I’ve been riding BART for the last four months and I have witnessed and experienced more rudeness and inconsideration during that time than I have elsewhere in my life over the last five years. And today’s experience takes the cake.
The BART regulars know how to line up to get on the train, and ride the escalators, etc. If someone has special needs no one has a problem with them going to the front of the line. Today, this “man” pushing a single child double-wide stroller roles up, parks at the front of the line, pulls out his cell phone and makes a call; making an obvious effort to pretend not to see the rest of us. When the train arrives he pushes his way in inhibiting the people getting off from exiting without having to dodge him. The rest of us all file in and I head for the area where disabled people park their mobility aides. Now then, I’m legally (and hopefully temporarily) disabled and I use a eRazor scooter to get around as I can’t walk more than a few yards without excruciating pain in my left foot, due to bone spurs and a pinched nerve. But I don’t broadcast that fact and I don’t have a disabled sticker on my scooter because DMV won’t issue one to a vehicle that does not have a license.
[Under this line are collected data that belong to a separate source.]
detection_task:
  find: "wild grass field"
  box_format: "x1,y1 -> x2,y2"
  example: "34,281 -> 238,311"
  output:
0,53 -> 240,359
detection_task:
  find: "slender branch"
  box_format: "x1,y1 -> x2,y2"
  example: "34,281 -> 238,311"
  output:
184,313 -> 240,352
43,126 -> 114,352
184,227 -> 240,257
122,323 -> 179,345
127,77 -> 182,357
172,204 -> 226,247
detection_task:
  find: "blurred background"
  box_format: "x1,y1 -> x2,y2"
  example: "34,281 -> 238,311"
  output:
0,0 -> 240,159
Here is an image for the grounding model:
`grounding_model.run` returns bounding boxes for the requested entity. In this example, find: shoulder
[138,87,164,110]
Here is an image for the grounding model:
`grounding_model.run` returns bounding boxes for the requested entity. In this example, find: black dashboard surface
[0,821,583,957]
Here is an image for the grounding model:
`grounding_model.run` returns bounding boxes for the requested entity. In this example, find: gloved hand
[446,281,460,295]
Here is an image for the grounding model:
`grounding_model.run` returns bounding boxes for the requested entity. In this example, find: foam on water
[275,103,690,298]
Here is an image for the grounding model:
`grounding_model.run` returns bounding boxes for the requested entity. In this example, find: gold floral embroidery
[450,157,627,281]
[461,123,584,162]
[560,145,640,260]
Anyway, I start to head for one of the seats reserved for disabled people so I can keep a close eye on my scooter. (I tie it down when I park it but twice its come loose and I don’t want anyone to get hurt by it as it is rather heavy.) As I approach the seat this jerk’s 3 year old is whining that he wants to sit in the reserved seat but only if his dad will sit next to him. But the seat next to the open one is already taken. While the dad is trying to dissuade the kid I take the seat, and happen to be next to a pregnant woman (who is also entitled to those seats.) Now this is where it get’s “interesting”.
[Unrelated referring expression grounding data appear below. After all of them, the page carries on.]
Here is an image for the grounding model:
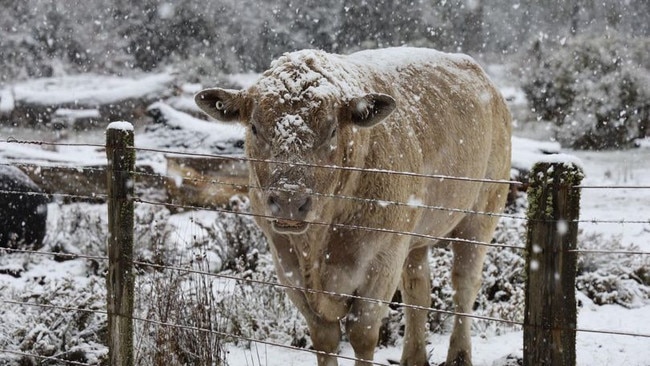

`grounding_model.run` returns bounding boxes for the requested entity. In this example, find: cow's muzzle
[267,190,312,234]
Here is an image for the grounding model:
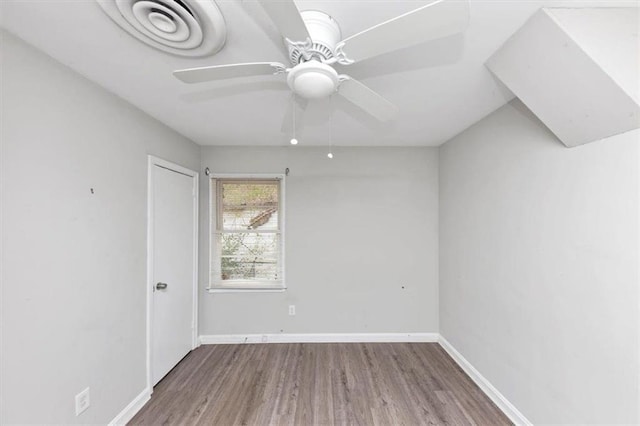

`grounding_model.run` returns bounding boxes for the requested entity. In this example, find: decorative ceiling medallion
[97,0,226,57]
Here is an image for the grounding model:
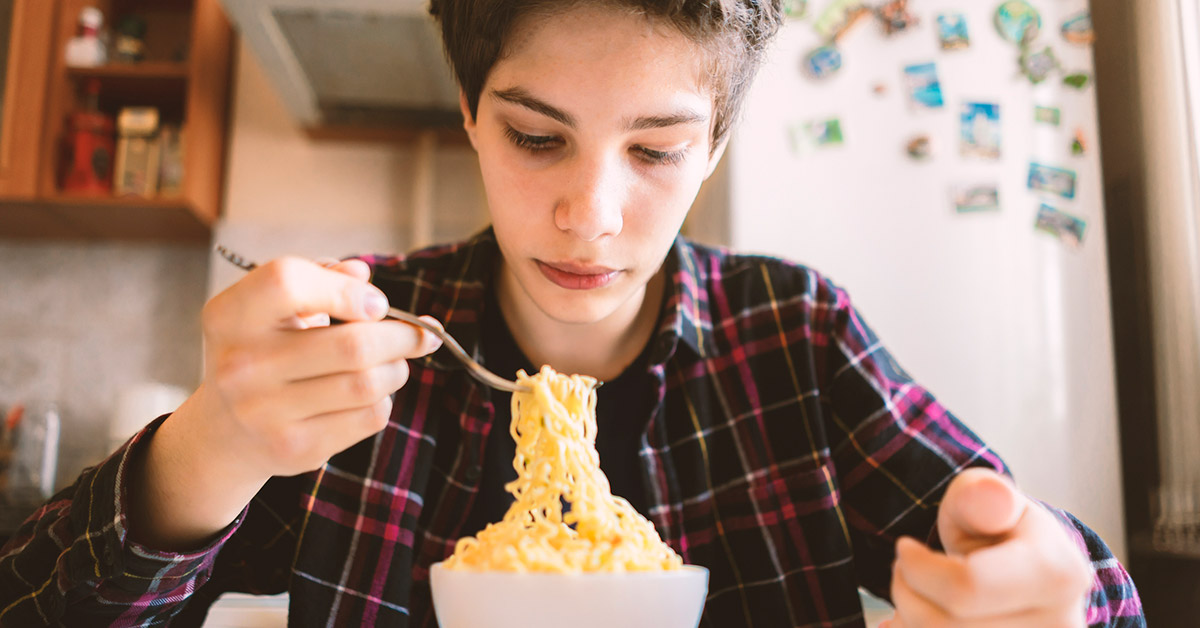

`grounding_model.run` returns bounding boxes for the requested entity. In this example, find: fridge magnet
[1061,12,1095,45]
[787,118,845,153]
[872,82,888,96]
[903,62,945,109]
[937,13,971,50]
[1071,128,1088,155]
[1034,105,1061,125]
[1035,203,1087,249]
[1019,46,1060,84]
[815,0,872,42]
[783,0,809,19]
[1028,162,1077,199]
[803,45,843,80]
[906,135,932,160]
[995,1,1042,45]
[877,0,918,36]
[807,118,845,146]
[952,183,1001,213]
[960,102,1002,159]
[1063,72,1092,89]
After I sit down, the dude looks down at his son and says “see what happens with people like that?”, seemingly referring to me. I thought WTH?!?!? Did I hear that correctly? I looked up at him but chose to ignore the snark. When we came to the very next stop, the women next to me got off as did many other people. I looked up at the dude, patted the seat next to me and said “he can sit here.” Then the dude looks at me, then at his son and says “we don’t sit next to people like you.” WTF?!?!? He turns with his kid to go to a pair of open seats and I say “sorry but I’m disabled. I have a bad foot” and he says to me as he passes “I hope it stays disabled.” ARE YOU FREAKING KIDDING ME?!?!?!? Like I deprived your brat from sitting in the seat he wanted? This isn’t Gymboree or Chucky Cheese. What kind of parent are you?
But, as usual, I took the high road and didn’t react or say a word but oh how I wanted to. Oh how I wanted to. So, to that prick I will just say this. (And you can be thankful I didn’t have a piece of paper with me or I would have written this down and dropped a note in your stroller as I walked out.) Oh, and that would be the stroller whose wheels you forgot to lock and I caught for you so it didn’t roll into the people standing in the door way when the train stopped, you putz.
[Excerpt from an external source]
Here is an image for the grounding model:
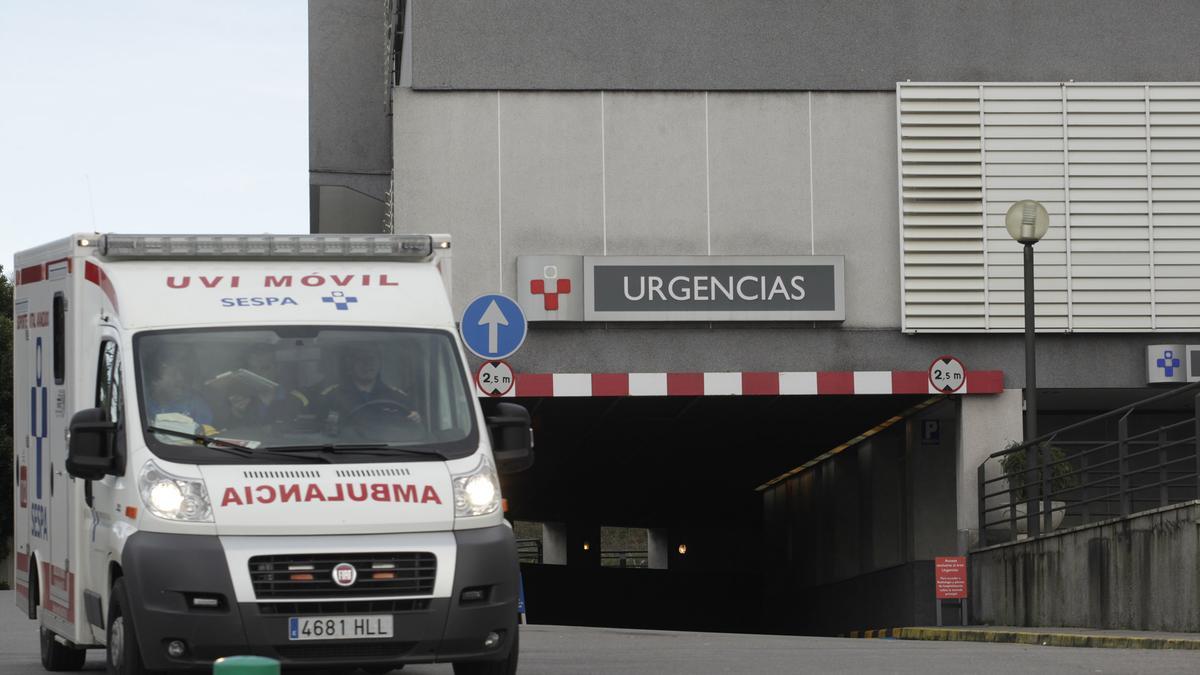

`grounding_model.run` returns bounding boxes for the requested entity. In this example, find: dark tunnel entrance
[496,392,953,635]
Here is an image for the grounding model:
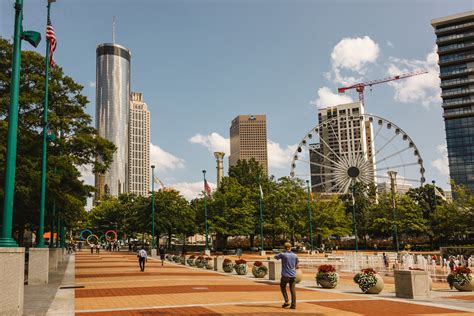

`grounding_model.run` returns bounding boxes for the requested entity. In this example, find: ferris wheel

“Dear asshole. I am disabled and that’s NOT a choice. You are an asshole and that IS a choice. If you don’t want your son to grow up to be an asshole too you might want to try to be a better role model. My infirmity is a disability. Your kid and stroller are an inconvenience and there’s a big difference between the two. As Seth Myers said about the person who ratted out Michael Phelps for smoking a little pot: ‘You sir, are dick’.”
The moral to the story: Just because someone doesn’t look to *you* like they are disabled doesn’t mean they aren’t.